Ich glaube, dass sehr viele Jura Studenten/Referendare den Fehler machen, nicht durchgehend zu arbeiten.
Verstehe das. Weniger Arbeit => mehr Zeit zum Lernen=> besseres Examen.

Und das stimmt ja auch, wenn es denn klappt...

Zudem werden meiner Meinung nach viele entscheidende Faktoren maßlos unterschätzt.
z.B. Aussehen, Ausstrahlung, der "erste Eindruck", die Fähigkeit, mit Menschen umzugehen, sich anzupassen etcpp.

Ich fände es sehr erfreulich, wenn sich hier noch ein paar Kollegen äußern würden.

Re: Berufschancen mit niedrigen Punkten

Verfasst: Montag 10. Oktober 2011, 12:06
von Olli
Das klingt für mich nicht nach einem Troll, sondern nach einer Geschichte, die ich in meinem Umfeld so auch schon mitbekommen habe.

Fachlich an einem Rechtsgebiet schon immer interessiert gewesen, Referendariat voll darauf ausgerichtet (und zwar in allen Stationen bis auf Zivil- und Strafstation), anschließend relativ zügig gut dotierten Job in dem Spezialgebiet gefunden. Noten ähnlich.

Hinzu kommt: sicheres Auftreten, rhetorisch versiert, sympathischer Typ, den man auf die Menschheit loslassen kann.

Re: Berufschancen mit niedrigen Punkten

Verfasst: Montag 10. Oktober 2011, 16:40
von Antonio
Genau so kann das laufen.

Re: Berufschancen mit niedrigen Punkten

Verfasst: Montag 10. Oktober 2011, 16:58
von Lara83
ich denke auch, dass solche kontakte gold wert sind. deswegen am besten früh überlegen, was man machen will und schon das ref oder/und einen nebenjob danach ausrichten und als verlängertes vorstellungsgespräch nutzen. ich habe auch die zusage zur übernahme von meiner wahlstation bekommen, bevor die note für das 2. examen feststand.

Re: Berufschancen mit niedrigen Punkten

Verfasst: Montag 10. Oktober 2011, 17:19
von showbee
Immer wieder meine Predigt: Wer im Examen nicht mit 50%iger Wahrscheinlichkeit das VB schafft, sollte schon im Studium seine Nische suchen. Es verschließen nur zuviele Studenten die Augen vor der Wahrheit. Kassieren in Zwischenprüfung und großen Scheinen einen 4-5er Schnitt aber wollen nicht wahr haben, dass ggf. im Examen es nicht zum Prädikat reichen wird. Ein weiteres mal dann im Ref. Mit einem 1. Examen < 7 sollte man sich nicht der Illusion hingeben, dass man "mit etwas mehr Anstrengung als beim 1. Ex" dann das Prädikat erzielt, wenn nur die Tauchstation lang genug wird.

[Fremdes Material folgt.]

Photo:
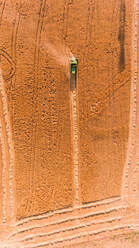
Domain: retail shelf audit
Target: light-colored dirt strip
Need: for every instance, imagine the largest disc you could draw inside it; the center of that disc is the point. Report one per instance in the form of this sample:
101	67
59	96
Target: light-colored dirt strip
72	211
8	158
129	163
75	145
4	176
68	221
74	238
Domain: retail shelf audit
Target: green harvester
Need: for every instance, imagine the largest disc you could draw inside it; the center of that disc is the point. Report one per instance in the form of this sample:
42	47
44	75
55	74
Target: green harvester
73	73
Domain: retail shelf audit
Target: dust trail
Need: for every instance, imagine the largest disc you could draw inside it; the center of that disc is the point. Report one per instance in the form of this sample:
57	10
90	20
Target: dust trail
75	145
130	160
8	167
62	55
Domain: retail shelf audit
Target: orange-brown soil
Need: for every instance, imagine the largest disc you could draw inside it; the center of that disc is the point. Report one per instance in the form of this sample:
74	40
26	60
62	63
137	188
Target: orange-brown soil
36	37
69	160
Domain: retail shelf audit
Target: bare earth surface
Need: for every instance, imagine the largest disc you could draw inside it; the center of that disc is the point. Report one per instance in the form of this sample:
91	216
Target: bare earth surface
69	161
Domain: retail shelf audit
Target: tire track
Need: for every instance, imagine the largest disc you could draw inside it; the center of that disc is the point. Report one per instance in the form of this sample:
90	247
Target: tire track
78	236
3	8
78	214
35	96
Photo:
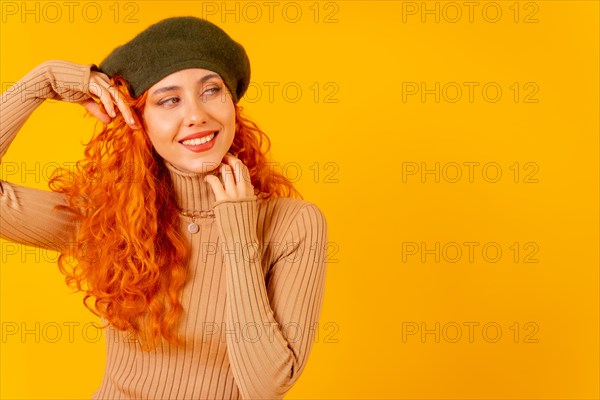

Oft klaffen halt einfach nur Anspruch und Wirklichkeit schon an sich selbst enorm auseinander. Für diese Personen wird es dann schwer sich auf dem Arbeitsmarkt zu behaupten, wenn man andere Lösungen (wie aufgezeigt) überhaupt nicht auf dem Plan hatte.

Re: Berufschancen mit niedrigen Punkten

Verfasst: Montag 10. Oktober 2011, 19:14
von Olli
Völlig korrekt.
Und dabei kommt es entgegen der weit verbreiteten Meinung auch nicht zwingend auf "Kontakte" an. Klar, die schaden nicht. Aber bei entsprechender Ausrichtung geht es auch ohne. Häufig genug sagen Spezialisten, die eine Stelle zu besetzen haben, dass sie nicht erst aufwendig jemanden "anlernen" möchten.

Re: Berufschancen mit niedrigen Punkten

Verfasst: Dienstag 11. Oktober 2011, 08:07
von steffi2711
Hi,

es geht auch anders: Ref-Kollege und guter Freund

1. Ex: 4,8
2. Ex: 8,89

vor 2 Wochen auf Lebenszeit verbeamtet worden-Innere Verwaltung Bayern

Lg Steffi

Re: Berufschancen mit niedrigen Punkten

Verfasst: Dienstag 11. Oktober 2011, 14:35
von Stringtheorie
schlechte Noten in einem Arbeitgebermarkt sind.... da beißt die Maus keinen Faden ab.
(Genannte) Ausnahmen bestätigen die Regel.